A aposta, segundo o dirigente, é que a situação na Argentina só volte a melhorar a partir do segundo semestre de 2019. Por isso as projeções de exportações para o ano que vem seguem cautelosas. Ainda que as empresas associadas à Anfavea estejam em busca de ampliar as vendas em outros mercados na América Latina, nenhum é tão grande para compensar toda a retração do país vizinho.
“Os fabricantes entendem que precisam complementar suas vendas com exportações, assim todos estão em busca de novos negócios. Mais mercados na África e Oriente Médio estão sendo abertos e até alguns pouco usuais, como uma recente venda de 5 mil caminhões para a Russia”, destacou Megale.

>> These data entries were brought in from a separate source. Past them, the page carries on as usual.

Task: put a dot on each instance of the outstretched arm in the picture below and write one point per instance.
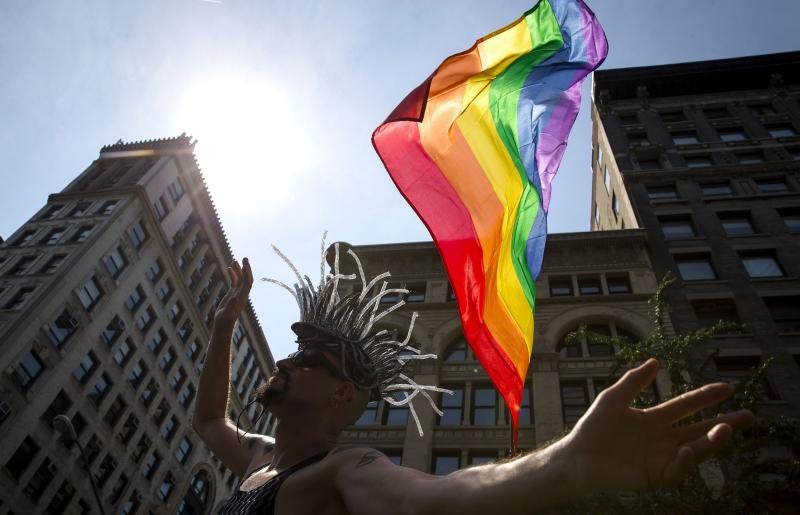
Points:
(613, 447)
(211, 407)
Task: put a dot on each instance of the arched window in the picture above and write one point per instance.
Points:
(196, 499)
(592, 345)
(459, 351)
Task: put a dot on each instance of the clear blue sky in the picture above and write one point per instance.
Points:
(283, 97)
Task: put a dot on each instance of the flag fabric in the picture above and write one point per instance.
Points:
(474, 150)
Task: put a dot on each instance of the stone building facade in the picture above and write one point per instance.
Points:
(107, 295)
(599, 279)
(705, 156)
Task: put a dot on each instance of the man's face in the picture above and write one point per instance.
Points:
(303, 379)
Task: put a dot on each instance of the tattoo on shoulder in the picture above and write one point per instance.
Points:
(368, 458)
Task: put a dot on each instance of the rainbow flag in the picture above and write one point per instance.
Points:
(474, 150)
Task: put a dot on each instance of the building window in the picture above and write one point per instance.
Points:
(161, 208)
(396, 415)
(113, 330)
(574, 400)
(775, 185)
(560, 286)
(748, 158)
(124, 351)
(677, 227)
(135, 299)
(165, 290)
(731, 134)
(20, 298)
(155, 270)
(736, 224)
(52, 211)
(146, 319)
(177, 379)
(43, 476)
(176, 189)
(662, 192)
(137, 373)
(115, 411)
(589, 286)
(137, 234)
(28, 370)
(791, 218)
(82, 234)
(784, 312)
(53, 263)
(60, 329)
(53, 236)
(735, 370)
(115, 262)
(452, 406)
(108, 207)
(761, 264)
(695, 267)
(128, 429)
(25, 237)
(457, 351)
(22, 457)
(484, 406)
(85, 368)
(166, 486)
(618, 284)
(781, 131)
(170, 428)
(183, 450)
(100, 389)
(167, 359)
(701, 161)
(714, 113)
(157, 341)
(445, 463)
(186, 396)
(716, 189)
(89, 294)
(22, 265)
(712, 311)
(684, 138)
(151, 465)
(192, 349)
(369, 416)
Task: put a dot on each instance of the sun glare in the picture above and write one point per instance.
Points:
(251, 145)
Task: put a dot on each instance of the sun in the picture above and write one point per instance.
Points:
(251, 143)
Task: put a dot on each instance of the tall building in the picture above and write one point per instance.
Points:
(107, 296)
(602, 280)
(705, 157)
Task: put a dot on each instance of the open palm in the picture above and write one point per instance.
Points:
(619, 447)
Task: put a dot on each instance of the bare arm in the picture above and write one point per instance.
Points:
(210, 419)
(613, 447)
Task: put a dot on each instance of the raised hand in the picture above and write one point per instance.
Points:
(619, 447)
(232, 304)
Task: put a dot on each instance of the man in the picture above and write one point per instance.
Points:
(323, 388)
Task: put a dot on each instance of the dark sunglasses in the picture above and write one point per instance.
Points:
(310, 358)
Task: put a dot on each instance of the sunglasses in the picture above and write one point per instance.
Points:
(310, 358)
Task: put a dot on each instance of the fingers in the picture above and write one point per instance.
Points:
(677, 470)
(737, 420)
(634, 381)
(691, 454)
(692, 402)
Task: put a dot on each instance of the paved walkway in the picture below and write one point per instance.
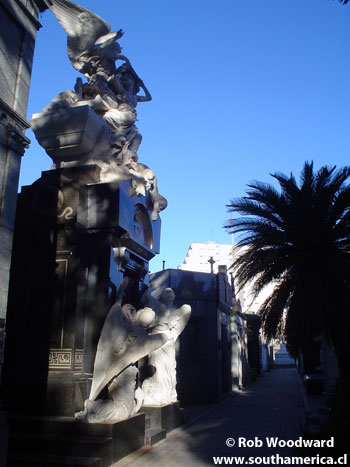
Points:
(270, 407)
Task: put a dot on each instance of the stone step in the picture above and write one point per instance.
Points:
(52, 444)
(125, 436)
(154, 435)
(38, 460)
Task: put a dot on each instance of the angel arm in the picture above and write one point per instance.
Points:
(147, 97)
(179, 318)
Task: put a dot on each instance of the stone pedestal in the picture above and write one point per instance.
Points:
(168, 416)
(3, 438)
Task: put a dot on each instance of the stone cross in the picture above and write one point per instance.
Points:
(211, 261)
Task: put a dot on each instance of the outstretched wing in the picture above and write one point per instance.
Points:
(83, 28)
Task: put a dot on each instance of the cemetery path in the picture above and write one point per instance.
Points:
(270, 407)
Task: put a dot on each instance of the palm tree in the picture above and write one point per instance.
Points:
(298, 238)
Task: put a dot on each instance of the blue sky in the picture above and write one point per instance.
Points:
(241, 89)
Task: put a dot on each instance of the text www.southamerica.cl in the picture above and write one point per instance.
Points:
(277, 459)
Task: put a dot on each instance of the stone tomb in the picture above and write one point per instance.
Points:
(75, 239)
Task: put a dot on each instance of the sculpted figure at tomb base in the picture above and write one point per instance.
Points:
(160, 388)
(124, 340)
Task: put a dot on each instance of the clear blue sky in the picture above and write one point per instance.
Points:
(241, 88)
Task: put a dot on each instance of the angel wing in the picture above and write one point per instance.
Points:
(83, 28)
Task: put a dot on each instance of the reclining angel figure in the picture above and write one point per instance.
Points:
(123, 341)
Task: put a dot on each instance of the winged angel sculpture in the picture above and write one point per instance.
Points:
(125, 338)
(111, 92)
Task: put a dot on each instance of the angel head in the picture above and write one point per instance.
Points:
(167, 296)
(91, 46)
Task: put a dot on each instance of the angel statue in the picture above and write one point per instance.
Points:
(123, 341)
(160, 388)
(112, 92)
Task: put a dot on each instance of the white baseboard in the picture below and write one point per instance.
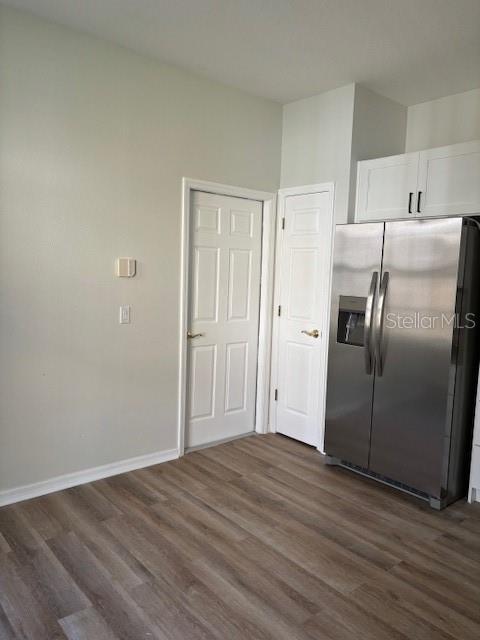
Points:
(58, 483)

VALOR EXPORTADO TAMBÉM CAI

Em valores, as exportações dos associados da Anfavea, que incluem veículos, máquinas agrícolas/rodoviárias e componentes, de janeiro a novembro somam US$ 13,8 bilhões, em queda de 5,2%. O resultado dos exportadores de máquinas é melhor, alta de 15,2%, totalizando US$ 3,1 bilhões, enquanto as montadoras de veículos faturaram US$ 10,6 bilhões em 11 meses, valor quase 10% menor do que o obtido no mesmo período de 2017.
“Não é desprezível, é um bom valor. Está abaixo do registrado no ano passado, mas fica acima da média de US$ 12 bilhões/ano verificada nos últimos 10 anos”, pondera Megale.